Lets backtrack — two hours before the game I was hungover as shit and slithering around the floor snorting pieces of lint, praying that it was leftover McLean-salt. I was dead wrong—DEAD FUCKING WRONG! I screamed, I sulked, and I morned for the loss of powder. Two good buddy droogs of mine bounced over and slapped me around like Mikey from Swingers. “Get your ass up and drink some SOCO and let’s go to the game!” Albeit — this was before Manny decided to be a fuckin asshole and fuck up the season. Sure, I love the Doyers but I ain’t one to quickly rush to a game and sit sober-headached in the bottom of the 7th cuz I’m all outta booze and love. I told them no—they bitch-slapped and I knuckle-fucked them back—one against two—I lost and I looked like a handbag carried by a pile of dogshit.
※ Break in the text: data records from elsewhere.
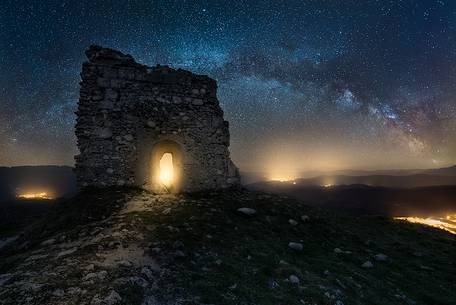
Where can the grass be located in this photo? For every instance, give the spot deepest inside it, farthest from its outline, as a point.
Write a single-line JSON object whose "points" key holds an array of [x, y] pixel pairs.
{"points": [[212, 254], [246, 260]]}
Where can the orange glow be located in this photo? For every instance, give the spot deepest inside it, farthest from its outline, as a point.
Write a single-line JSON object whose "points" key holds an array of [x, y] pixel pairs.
{"points": [[40, 195], [166, 169], [447, 223]]}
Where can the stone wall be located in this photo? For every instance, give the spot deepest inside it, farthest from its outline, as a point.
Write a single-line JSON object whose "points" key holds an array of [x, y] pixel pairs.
{"points": [[126, 110]]}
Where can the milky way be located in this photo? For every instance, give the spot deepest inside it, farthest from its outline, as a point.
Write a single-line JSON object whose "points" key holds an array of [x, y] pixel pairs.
{"points": [[307, 84]]}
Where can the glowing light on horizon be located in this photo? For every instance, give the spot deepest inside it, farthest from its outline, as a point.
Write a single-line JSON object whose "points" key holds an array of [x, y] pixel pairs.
{"points": [[166, 169], [40, 195], [447, 223]]}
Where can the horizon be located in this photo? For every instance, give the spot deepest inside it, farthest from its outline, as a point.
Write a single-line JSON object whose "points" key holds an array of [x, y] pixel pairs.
{"points": [[350, 89]]}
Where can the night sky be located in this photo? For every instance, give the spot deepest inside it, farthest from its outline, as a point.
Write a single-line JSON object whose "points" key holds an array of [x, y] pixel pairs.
{"points": [[305, 84]]}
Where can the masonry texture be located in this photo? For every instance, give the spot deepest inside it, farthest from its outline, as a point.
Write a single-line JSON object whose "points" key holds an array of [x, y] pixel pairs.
{"points": [[129, 115]]}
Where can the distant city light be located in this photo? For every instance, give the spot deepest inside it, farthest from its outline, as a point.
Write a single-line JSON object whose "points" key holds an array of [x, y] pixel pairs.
{"points": [[40, 195], [447, 223]]}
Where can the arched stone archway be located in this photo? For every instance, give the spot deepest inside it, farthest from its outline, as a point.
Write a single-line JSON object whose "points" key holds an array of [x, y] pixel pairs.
{"points": [[166, 170]]}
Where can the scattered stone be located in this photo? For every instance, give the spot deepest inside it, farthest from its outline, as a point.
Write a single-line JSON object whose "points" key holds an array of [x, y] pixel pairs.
{"points": [[48, 242], [337, 250], [67, 252], [292, 222], [58, 293], [111, 299], [367, 264], [179, 253], [295, 246], [247, 211], [381, 257], [147, 273], [305, 218], [98, 275], [294, 279], [272, 284], [4, 278]]}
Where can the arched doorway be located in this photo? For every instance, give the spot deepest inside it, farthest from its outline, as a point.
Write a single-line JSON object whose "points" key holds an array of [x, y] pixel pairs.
{"points": [[166, 167]]}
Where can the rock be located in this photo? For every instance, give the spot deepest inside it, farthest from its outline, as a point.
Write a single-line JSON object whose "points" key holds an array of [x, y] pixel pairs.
{"points": [[104, 133], [98, 275], [4, 278], [381, 257], [58, 293], [179, 253], [292, 222], [178, 244], [124, 106], [367, 264], [112, 298], [147, 273], [272, 284], [247, 211], [295, 246], [129, 137], [294, 279], [48, 242], [67, 252]]}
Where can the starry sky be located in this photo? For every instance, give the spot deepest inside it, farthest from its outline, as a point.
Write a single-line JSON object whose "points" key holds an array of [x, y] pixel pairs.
{"points": [[306, 85]]}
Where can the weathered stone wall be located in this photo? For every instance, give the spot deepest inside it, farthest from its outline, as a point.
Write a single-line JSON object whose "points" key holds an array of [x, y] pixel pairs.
{"points": [[126, 109]]}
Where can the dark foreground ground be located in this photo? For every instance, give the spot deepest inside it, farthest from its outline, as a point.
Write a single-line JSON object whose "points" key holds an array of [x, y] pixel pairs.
{"points": [[124, 246], [370, 200]]}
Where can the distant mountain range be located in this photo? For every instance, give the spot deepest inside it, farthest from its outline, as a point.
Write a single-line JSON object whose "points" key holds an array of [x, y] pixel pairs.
{"points": [[386, 178], [60, 181]]}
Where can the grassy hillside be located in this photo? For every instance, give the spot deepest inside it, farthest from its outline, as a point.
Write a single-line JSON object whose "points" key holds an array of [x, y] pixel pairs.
{"points": [[131, 247]]}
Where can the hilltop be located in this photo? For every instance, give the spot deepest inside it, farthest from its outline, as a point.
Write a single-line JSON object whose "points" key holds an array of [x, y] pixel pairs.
{"points": [[127, 246]]}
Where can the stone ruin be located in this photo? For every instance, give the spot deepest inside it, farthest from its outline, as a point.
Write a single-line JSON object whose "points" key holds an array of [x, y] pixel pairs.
{"points": [[130, 115]]}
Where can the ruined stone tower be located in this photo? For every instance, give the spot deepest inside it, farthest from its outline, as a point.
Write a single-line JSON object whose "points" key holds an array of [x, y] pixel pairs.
{"points": [[130, 117]]}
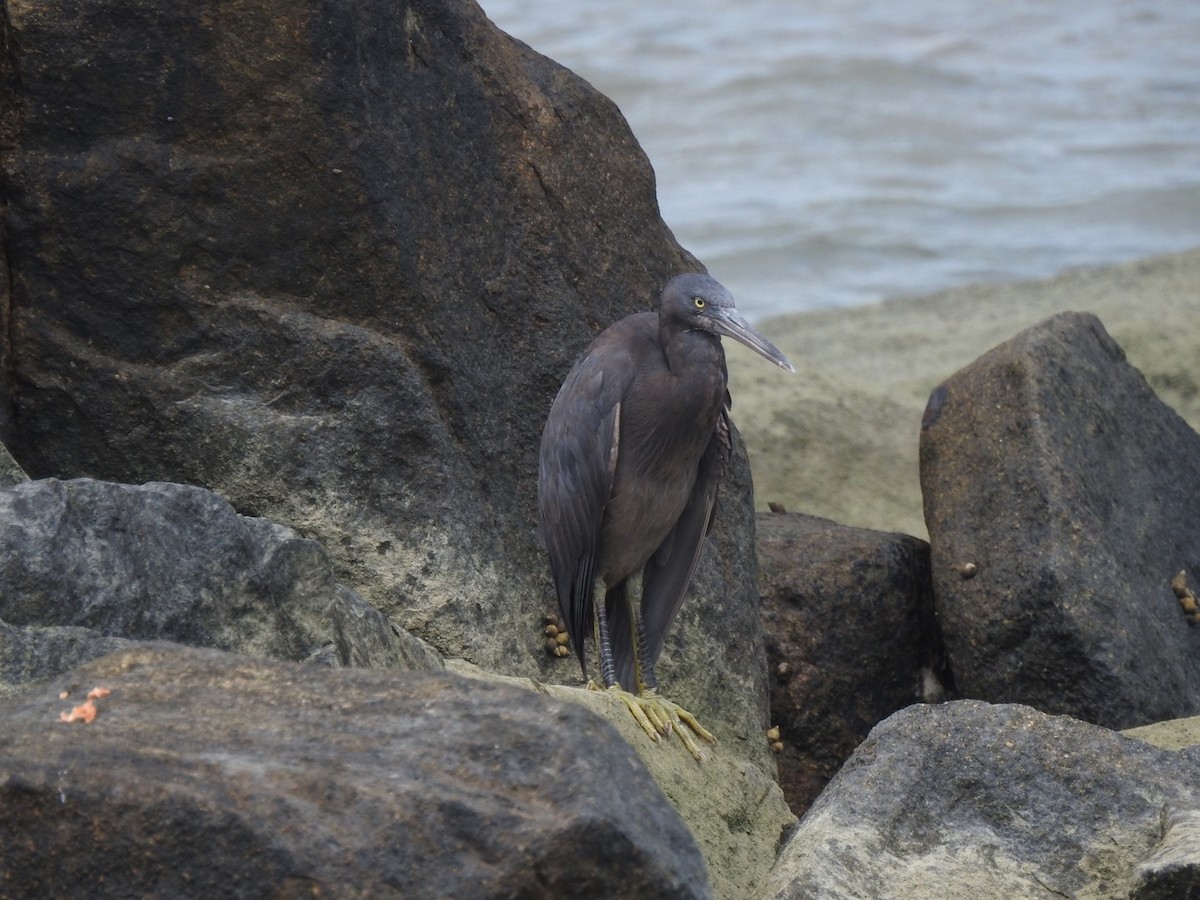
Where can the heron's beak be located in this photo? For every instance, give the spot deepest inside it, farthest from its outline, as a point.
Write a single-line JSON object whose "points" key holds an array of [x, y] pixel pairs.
{"points": [[731, 323]]}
AT THE GAME…the SOCO tickled me tender and I was warming up and starting to feel that good ol’ American-DRUNK feel. I rocked a couple dogs—mustard, jalepenos and cheese and then drank some more beer. Shit—its the fucking bottom of the sixth— I know that I am in trouble—Im going to get some more beer but then Im gonna be shit outta boozeluck. But then! Like a ski-angel from Switzerland — this blonde bomb-sha-boom-boom was next to me and sniffin like the sweet cocaine princess from old drug fairy tales we all read as kids. I turn—I give her the I-WANT-COKE-SMILE—-cockeyed and bug-eyed she replies—FOLLOW ME…to my SKIRT…I reach as if trying to grab a floor-beer and her key is ready and sugar-coated…goddamn it was smooth!!! Did that for a couple more bumps and then we are in my buddies car fuckin like a couple of carnage cats. Finished up, cleaned up and got her the fuck out before my droogs came back. WHAM-BAM-THANK YOU SALLY!
Lookin’ forward to the next game—no Manny? No problem! It all happens at right field.